Why Not Python? The Case for Rust in Trading

Python dominates quantitative finance. Libraries like pandas, NumPy, and zipline make backtesting accessible to anyone. So why did we build FerroQuant in Rust?

The answer is production latency. Python is excellent for research and prototyping, but when you need to process 1000+ symbols simultaneously with sub-second signal generation, the Global Interpreter Lock (GIL) becomes a bottleneck. Rust gives us true parallelism with zero-cost abstractions — the compiler optimizes away all the safety checks at compile time, producing binaries that run as fast as hand-written C.

FerroQuant's signal engine processes tick-level data from 16 WebSocket shards simultaneously, calculates 16 RSI periods across 4 timeframes for each symbol, and emits signals in under 100 milliseconds. In Python, the same workload takes 3-5 seconds with multiprocessing overhead.

Memory Safety Without Garbage Collection

Financial systems cannot afford unpredictable pauses. Java and Go use garbage collectors that can introduce latency spikes of 10-100ms — an eternity when markets move in milliseconds.

Rust's ownership system eliminates garbage collection entirely. Memory is freed deterministically when variables go out of scope. This means FerroQuant's signal engines maintain consistent latency even under peak load (market opens, high-volatility events, flash crashes).

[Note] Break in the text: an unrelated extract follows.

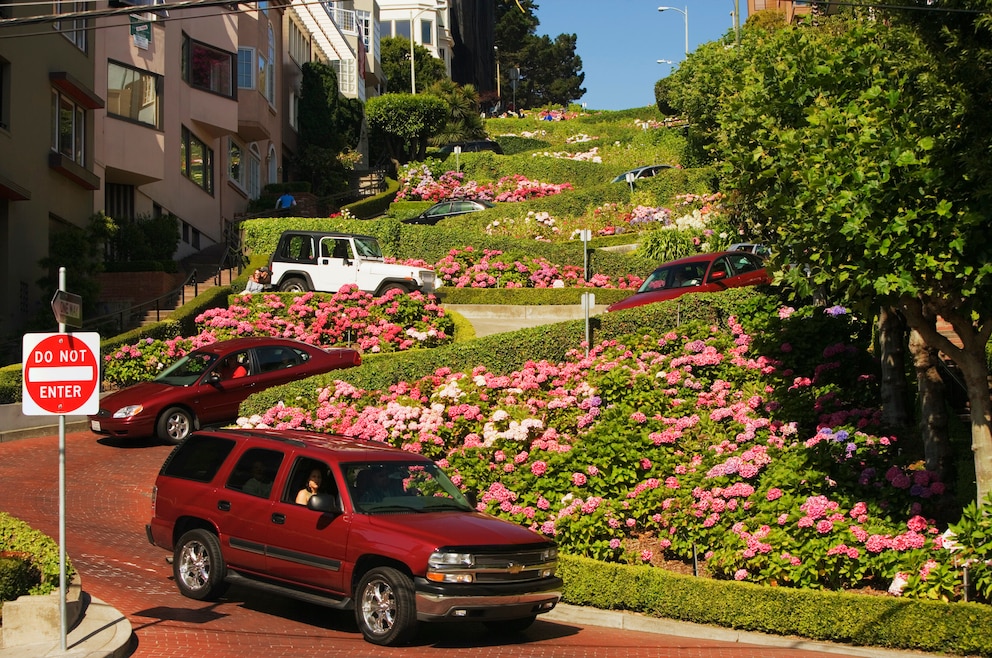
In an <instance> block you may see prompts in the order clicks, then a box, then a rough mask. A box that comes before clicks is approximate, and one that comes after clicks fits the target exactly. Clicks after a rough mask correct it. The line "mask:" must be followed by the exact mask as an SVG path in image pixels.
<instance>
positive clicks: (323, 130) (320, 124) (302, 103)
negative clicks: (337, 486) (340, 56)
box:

The ownership model also prevents entire classes of bugs that plague trading systems: use-after-free (accessing deallocated market data), data races (two threads modifying position state simultaneously), and buffer overflows (processing malformed exchange messages). These bugs are caught at compile time, not in production during a market crash.

The Architecture: Axum, Tokio, and WebSocket Shards

FerroQuant's stack is built on the Tokio async runtime with Axum for HTTP/WebSocket handling. The architecture splits into:

- 16 WebSocket shards per market (Futures + Spot = 32 shards) connected to Binance, each handling ~30 symbols - An indicator daemon that reads raw candle data from Parquet files and calculates RSI, MACD, Bollinger Bands, and other indicators across 16 periods - Signal engines (one per market) that consume indicator data and emit trade signals using 165+ strategies - A dashboard server (Axum) that serves the web interface, REST API, and SSE streams

All components communicate through Redis for real-time data and PostgreSQL for persistent state. The entire system runs on a single server, processing 1000+ symbols across 4 markets with a memory footprint under 2GB.

Backtesting at Scale: 7 Years of Tick-Level Data

Our backtesting engine processes 7 years of historical data stored in Hive-partitioned Parquet files — roughly 50GB of tick-level candle data across Binance Futures, Spot, OANDA Forex, and OANDA Commodities.

Rust's performance makes walk-forward validation practical. Each strategy is optimized on a training window, then validated on an unseen test window, repeated across the entire 7-year dataset. This prevents overfitting — a strategy must prove itself on data it has never seen.

A full walk-forward validation across all 165 strategies for a single symbol takes approximately 45 seconds in Rust. The equivalent Python implementation (using vectorized pandas operations) takes 12-15 minutes. This 20x speedup means we can re-optimize all symbols overnight instead of running for days.

Getting Started with Rust for Trading

If you are coming from Python, the learning curve for Rust is steep but rewarding. Start with these resources:

1. The Rust Book (doc.rust-lang.org/book/) — the official tutorial 2. Tokio tutorial (tokio.rs/tokio/tutorial) — for async programming 3. Axum examples (github.com/tokio-rs/axum/tree/main/examples) — for web server patterns

For data processing, the key Rust crates are: polars (DataFrame operations, similar to pandas), arrow and parquet (columnar data), and duckdb (embedded analytical SQL). For exchange connectivity, use tungstenite for WebSockets and reqwest for REST APIs.

FerroQuant is proof that Rust is production-ready for algorithmic trading. The safety guarantees, performance characteristics, and growing ecosystem make it the best choice for systems that need to be both fast and reliable.